Pitch has been silent for nearly a century, but that doesn't mean that North is letting his guard down. So it's a surprise when Jack does. When, after another practice drill in the event of an attack on the pole, Jack lands lightly on the back of his chair and asks North why they bother with the drills. It's not like anyone could ever seriously face the Guardians and win. North is just ready to ask incredulously about Pitch's attempt when he sees a flicker go out on the globe. It's Burgess, Jamie's great granddaughter, age 10. They both feel the removal but Jack doesn't react other than to lament that children must grow up. North knows that Jack can sense which individual child had stopped believing and so it's a surprise to North, even though he knows that Jack stopped keeping tabs on the Bennets after Jamie died in his early thirties, a believer till the end, that Jack doesn't have more to say on the loss of this light. It's frightening when North asks about Jamie and Jack asks, "which one?"

Tooth is aware of Jack's memory lapses. Memory is her specialty after all and everyone is worried about their youngest member.
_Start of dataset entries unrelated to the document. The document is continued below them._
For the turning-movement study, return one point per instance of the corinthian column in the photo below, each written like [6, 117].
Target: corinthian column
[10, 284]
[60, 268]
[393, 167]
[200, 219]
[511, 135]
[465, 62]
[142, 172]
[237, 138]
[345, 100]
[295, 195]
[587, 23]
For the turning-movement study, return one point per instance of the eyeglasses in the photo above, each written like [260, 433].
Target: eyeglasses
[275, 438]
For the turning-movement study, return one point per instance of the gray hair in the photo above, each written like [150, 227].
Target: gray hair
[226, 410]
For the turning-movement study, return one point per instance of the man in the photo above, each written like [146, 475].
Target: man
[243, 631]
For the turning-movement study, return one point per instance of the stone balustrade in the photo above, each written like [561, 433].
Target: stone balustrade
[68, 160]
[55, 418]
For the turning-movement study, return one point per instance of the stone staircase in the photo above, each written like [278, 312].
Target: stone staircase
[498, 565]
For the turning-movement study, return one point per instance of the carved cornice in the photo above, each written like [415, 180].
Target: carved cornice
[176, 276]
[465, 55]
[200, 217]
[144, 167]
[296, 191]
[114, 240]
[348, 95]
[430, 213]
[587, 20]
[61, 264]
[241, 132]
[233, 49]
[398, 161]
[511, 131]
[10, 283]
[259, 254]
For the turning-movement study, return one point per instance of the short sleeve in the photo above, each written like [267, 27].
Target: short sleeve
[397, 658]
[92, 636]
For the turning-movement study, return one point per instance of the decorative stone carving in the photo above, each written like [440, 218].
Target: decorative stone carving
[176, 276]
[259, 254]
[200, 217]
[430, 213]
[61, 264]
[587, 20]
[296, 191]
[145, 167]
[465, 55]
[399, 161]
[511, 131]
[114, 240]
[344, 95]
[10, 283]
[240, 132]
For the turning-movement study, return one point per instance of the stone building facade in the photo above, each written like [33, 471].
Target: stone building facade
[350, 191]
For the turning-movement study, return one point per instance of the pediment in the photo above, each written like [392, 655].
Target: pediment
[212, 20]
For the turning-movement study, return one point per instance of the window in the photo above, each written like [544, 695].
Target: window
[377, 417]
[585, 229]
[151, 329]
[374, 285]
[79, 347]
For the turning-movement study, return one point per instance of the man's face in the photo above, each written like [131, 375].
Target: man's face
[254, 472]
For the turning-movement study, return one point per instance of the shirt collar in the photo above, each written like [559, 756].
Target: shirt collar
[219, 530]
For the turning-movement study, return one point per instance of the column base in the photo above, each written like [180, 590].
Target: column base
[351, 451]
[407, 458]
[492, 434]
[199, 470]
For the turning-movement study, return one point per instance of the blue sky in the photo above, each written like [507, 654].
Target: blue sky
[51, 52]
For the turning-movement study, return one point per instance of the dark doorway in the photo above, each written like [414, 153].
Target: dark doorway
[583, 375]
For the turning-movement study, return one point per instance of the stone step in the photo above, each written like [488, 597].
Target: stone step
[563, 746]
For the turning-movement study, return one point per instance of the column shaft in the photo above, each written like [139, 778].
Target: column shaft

But it doesn't really hit home until the day Jack flies into her palace asking after his memories. That isn't the blow: though he hadn't watched them again after the battle with Pitch, she'd only expected him to want to look at them again eventually. The blow is what comes next, when Jack asks her, "I know you have the memories of everyone else, I was wondering if mine were in here somewhere?"

The day Sandy realizes that Jack doesn't really remember a time without the Guardians at his side is the day they understand how he survived three-hundred years of isolation and ridicule without cracking. It's not that it doesn't hurt. It's not that he doesn't somehow know that something's missing where his past should be. It's that it doesn't matter. Somehow Jack will always be just a child, with a child's dreams, a child's hopes, a child's wonder and a child's fears. But none of that can come without this last. Their Jack will always have a child's memories. He'll never have to remember the march of centuries. Someday he'll forget even the shadow of abandonment in favor of the love of his family. He will ever retain the innocence of the children he protects.

After all, what is memory worth when compared to the world of a child who will never, ever, grow up?